Obesity and the metabolic syndrome also affect the lungs


Published Online: March 4, 2015

It is widely recognized that obesity and the metabolic syndrome (central obesity, high blood pressure, and abnormal changes in blood sugar and lipid levels) may precede cardiovascular disease and diabetes, or predispose patients to these diseases. Now, Dr. E. Forno and colleagues report that the metabolic syndrome and insulin resistance (a condition in which the body no longer responds to insulin normally, and may lead to higher blood sugar levels and diabetes) are also associated with lower lung function in adolescents.

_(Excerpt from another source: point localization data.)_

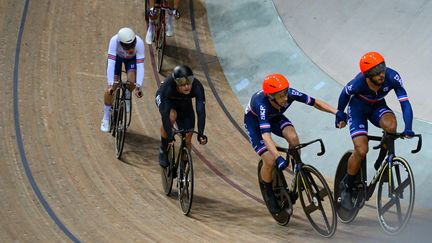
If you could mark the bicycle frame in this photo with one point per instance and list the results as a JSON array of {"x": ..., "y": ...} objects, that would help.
[
  {"x": 386, "y": 140},
  {"x": 297, "y": 164}
]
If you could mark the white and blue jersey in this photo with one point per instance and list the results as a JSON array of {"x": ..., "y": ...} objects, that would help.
[
  {"x": 261, "y": 117},
  {"x": 365, "y": 104}
]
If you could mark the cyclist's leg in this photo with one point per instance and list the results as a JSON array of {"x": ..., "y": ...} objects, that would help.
[
  {"x": 283, "y": 127},
  {"x": 108, "y": 97},
  {"x": 152, "y": 16},
  {"x": 255, "y": 138},
  {"x": 384, "y": 118},
  {"x": 357, "y": 121}
]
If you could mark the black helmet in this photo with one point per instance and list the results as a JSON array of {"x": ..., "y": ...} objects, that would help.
[{"x": 183, "y": 75}]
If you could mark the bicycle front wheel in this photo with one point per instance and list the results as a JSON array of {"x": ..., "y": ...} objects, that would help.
[
  {"x": 281, "y": 193},
  {"x": 396, "y": 195},
  {"x": 160, "y": 43},
  {"x": 185, "y": 181},
  {"x": 121, "y": 124},
  {"x": 345, "y": 216},
  {"x": 317, "y": 200}
]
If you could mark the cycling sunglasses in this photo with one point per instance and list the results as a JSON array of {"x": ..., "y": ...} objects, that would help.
[
  {"x": 280, "y": 94},
  {"x": 129, "y": 46},
  {"x": 184, "y": 80},
  {"x": 376, "y": 70}
]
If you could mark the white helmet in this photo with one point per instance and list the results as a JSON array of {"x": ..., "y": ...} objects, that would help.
[{"x": 126, "y": 36}]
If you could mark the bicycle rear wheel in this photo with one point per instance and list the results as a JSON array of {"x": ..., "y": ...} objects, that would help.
[
  {"x": 396, "y": 196},
  {"x": 167, "y": 174},
  {"x": 317, "y": 200},
  {"x": 160, "y": 42},
  {"x": 129, "y": 117},
  {"x": 346, "y": 216},
  {"x": 146, "y": 9},
  {"x": 281, "y": 194},
  {"x": 185, "y": 181},
  {"x": 120, "y": 128},
  {"x": 114, "y": 111}
]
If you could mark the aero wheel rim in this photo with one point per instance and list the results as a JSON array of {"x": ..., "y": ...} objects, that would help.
[
  {"x": 185, "y": 182},
  {"x": 396, "y": 196},
  {"x": 167, "y": 173},
  {"x": 160, "y": 46},
  {"x": 317, "y": 201},
  {"x": 120, "y": 129}
]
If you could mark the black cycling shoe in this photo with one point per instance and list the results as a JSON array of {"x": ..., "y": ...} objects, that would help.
[
  {"x": 272, "y": 204},
  {"x": 385, "y": 175},
  {"x": 163, "y": 158},
  {"x": 346, "y": 197}
]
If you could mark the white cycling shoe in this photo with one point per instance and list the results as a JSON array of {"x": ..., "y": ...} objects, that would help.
[{"x": 105, "y": 126}]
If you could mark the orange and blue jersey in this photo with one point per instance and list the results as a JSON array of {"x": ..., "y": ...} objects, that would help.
[
  {"x": 365, "y": 104},
  {"x": 261, "y": 117}
]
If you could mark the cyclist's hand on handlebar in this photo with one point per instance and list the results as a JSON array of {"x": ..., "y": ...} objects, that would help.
[
  {"x": 409, "y": 133},
  {"x": 202, "y": 139},
  {"x": 281, "y": 163},
  {"x": 151, "y": 12},
  {"x": 341, "y": 119},
  {"x": 176, "y": 13},
  {"x": 138, "y": 92},
  {"x": 111, "y": 90}
]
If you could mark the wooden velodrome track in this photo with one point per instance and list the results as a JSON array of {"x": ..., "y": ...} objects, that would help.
[{"x": 59, "y": 178}]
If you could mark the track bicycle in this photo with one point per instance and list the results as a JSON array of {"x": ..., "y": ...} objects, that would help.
[
  {"x": 180, "y": 167},
  {"x": 160, "y": 11},
  {"x": 395, "y": 180},
  {"x": 119, "y": 117},
  {"x": 309, "y": 186}
]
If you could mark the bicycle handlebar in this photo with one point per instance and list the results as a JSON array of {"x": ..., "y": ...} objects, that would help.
[
  {"x": 184, "y": 131},
  {"x": 302, "y": 145},
  {"x": 396, "y": 136}
]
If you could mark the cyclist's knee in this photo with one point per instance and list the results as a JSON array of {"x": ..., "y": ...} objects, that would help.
[
  {"x": 360, "y": 151},
  {"x": 388, "y": 122}
]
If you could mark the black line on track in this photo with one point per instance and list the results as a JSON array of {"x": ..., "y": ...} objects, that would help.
[{"x": 20, "y": 143}]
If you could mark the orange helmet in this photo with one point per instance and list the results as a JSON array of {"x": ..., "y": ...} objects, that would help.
[
  {"x": 274, "y": 83},
  {"x": 370, "y": 60}
]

In their study, recently published in The Journal of Allergy and Clinical Immunology, the authors looked at data from 1,429 adolescents aged 12 to 17 years who participated in the 2007-2010 National Health and Nutrition Examination Survey (NHANES), a sample representative of the US population. They found that adolescents with insulin resistance had lower FEV1 and FVC, two important measures of lung function. These results were mainly seen among overweight or obese adolescents.

At the same time, adolescents with metabolic syndrome had lower FEV1/FVC, a lung function measure that may signal airway obstruction similar to that found in asthma; this decrease was also more pronounced among overweight or obese participants. Furthermore, having metabolic syndrome and asthma combined led to an even more negative effect on lung function: compared to healthy adolescents, FEV1/FVC was ~2% lower in adolescents with metabolic syndrome, ~5% lower in those with asthma, and ~10% lower in those with both conditions—even after taking into account their obesity. Their average FEV1/FVC was ~74.8-76.8%, well below the normal limit of 80%.

In summary, this study shows that obesity, insulin resistance, and the metabolic syndrome may lead to worsened lung function in adolescents with and without asthma. Management of these conditions should be part of the treatment of obese asthmatic children and adolescents. Further research will be needed to understand the underlying causes of these associations.


The Journal of Allergy and Clinical Immunology (JACI) is an official scientific journal of the AAAAI, and is the most-cited journal in the field of allergy and clinical immunology.